Es este un viejo sueño: el sueño del reconocimiento incondicionado, de la común e igual dignidad de todas las personas, de la fraternidad universal, de la solidaridad innegociable. Hace unos meses leí una entrevista con el actor José Sancho en la cual se refería a una frase puesta en boca del protagonista de la obra de teatro Memorias de Adriano que él ha representado: "Soñaba con un mundo sin fronteras, donde el más pequeño de los viajeros pudiera vagar de país en país, de continente en continente, sin humillaciones insultantes". He vuelto a leer el libro de Yourcenar para dar con esta cita, pero no lo he logrado. En cualquier caso, ahí tenemos el sueño del emperador Adriano, viajero impenitente y comprensivo, que dirigió entre los años 117 a 138 el más impresionante aparato de poder y control que ha conocido la humanidad: el Imperio Romano. Sueño imposible de lograr a pesar de poseer todo el poder del mundo. Y es que la acción política es necesaria pero no suficiente para la construcción de un mundo en el que todas las gentes vean reconocida su inviolable dignidad, sin que ninguna frontera legitime su maltrato. Hace falta algo más. ¿Un acto de valor? Llamémoslo renuncia solidaria, llamémoslo desarme unilateral. Es desde esta perspectiva desde la que el jurista italiano Ferrajoli reivindica un constitucionalismo mundial que supere las limitaciones impuestas de hecho al ejercicio de los derechos humanos por su circunscripción al ámbito estatal. En este fin de siglo caracterizado por las migraciones de masas, los conflictos étnicos y la distancia cada vez mayor entre Norte y Sur, la ciudadanía ya no es, como en los orígenes del Estado moderno, un factor de inclusión y de igualdad; por el contrario, la ciudadanía de nuestros ricos países representa el último privilegio de estatus, el último factor de exclusión y discriminación entre las personas en contraposición a la proclamada universalidad e igualdad de los derechos fundamentales. Por eso, tomar en serio estos derechos significa hoy tener el valor de desvincularlos de la ciudadanía como "pertenencia" a una comunidad estatal determinada. En opinión de Ferrajoli, ello sólo es posible si transformamos en derechos de la persona los dos únicos derechos que han quedado hasta hoy reservados a los ciudadanos: el derecho de residencia y el derecho de circulación en nuestros privilegiados países.

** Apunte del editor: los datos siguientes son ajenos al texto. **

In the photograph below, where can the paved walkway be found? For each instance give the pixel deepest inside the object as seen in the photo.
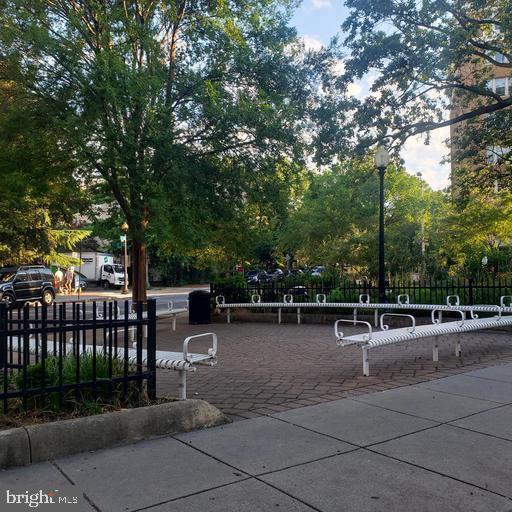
(266, 368)
(444, 445)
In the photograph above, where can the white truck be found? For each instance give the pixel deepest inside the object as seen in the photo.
(100, 267)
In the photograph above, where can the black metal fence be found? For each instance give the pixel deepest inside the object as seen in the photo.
(75, 348)
(469, 291)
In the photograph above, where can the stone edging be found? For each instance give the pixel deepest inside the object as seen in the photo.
(36, 443)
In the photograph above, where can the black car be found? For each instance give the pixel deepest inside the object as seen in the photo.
(26, 283)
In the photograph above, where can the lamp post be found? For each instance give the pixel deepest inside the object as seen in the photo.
(381, 162)
(124, 229)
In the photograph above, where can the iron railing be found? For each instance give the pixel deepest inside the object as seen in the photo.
(470, 291)
(39, 342)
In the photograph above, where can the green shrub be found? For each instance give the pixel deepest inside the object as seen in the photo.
(87, 398)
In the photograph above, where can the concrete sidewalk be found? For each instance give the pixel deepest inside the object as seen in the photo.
(443, 445)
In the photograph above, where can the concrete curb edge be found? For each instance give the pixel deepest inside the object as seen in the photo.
(36, 443)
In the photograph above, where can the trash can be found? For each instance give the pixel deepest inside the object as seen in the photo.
(199, 307)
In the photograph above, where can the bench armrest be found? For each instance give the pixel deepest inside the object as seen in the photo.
(437, 320)
(406, 300)
(449, 300)
(211, 351)
(339, 334)
(385, 327)
(502, 301)
(364, 298)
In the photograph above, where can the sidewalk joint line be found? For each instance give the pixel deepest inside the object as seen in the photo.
(451, 477)
(190, 495)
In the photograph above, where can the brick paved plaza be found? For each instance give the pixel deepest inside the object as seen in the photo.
(266, 368)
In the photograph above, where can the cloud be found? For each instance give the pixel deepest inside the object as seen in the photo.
(312, 43)
(427, 159)
(321, 4)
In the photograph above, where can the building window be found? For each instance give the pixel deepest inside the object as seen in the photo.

"Los habitantes de finales del siglo XX somos herederos de un lenguaje universal -la igualdad de derechos- que nunca tuvo la menor intención de incluir a todos los seres humanos", denuncia Michel Ignatieff. Como nos acaba de recordar la mayoría política en la Comisión Constitucional del Senado, no es cierto que los seres humanos tengamos derechos: los únicos humanos con derechos plenos son aquellos que pueden acreditar su ciudadanía. El PP, con la colaboración de Convergencia, ha conseguido reconducir el tratamiento de los inmigrantes a la ortodoxia estatonacionalista. Si no logramos pararles en el Congreso, el Mediterráneo seguirá encargándose de las tareas de limpieza étnica para que España y Europa puedan seguir amodorradas en el sueño hipócrita de que tales cosas sólo ocurren en Kosovo.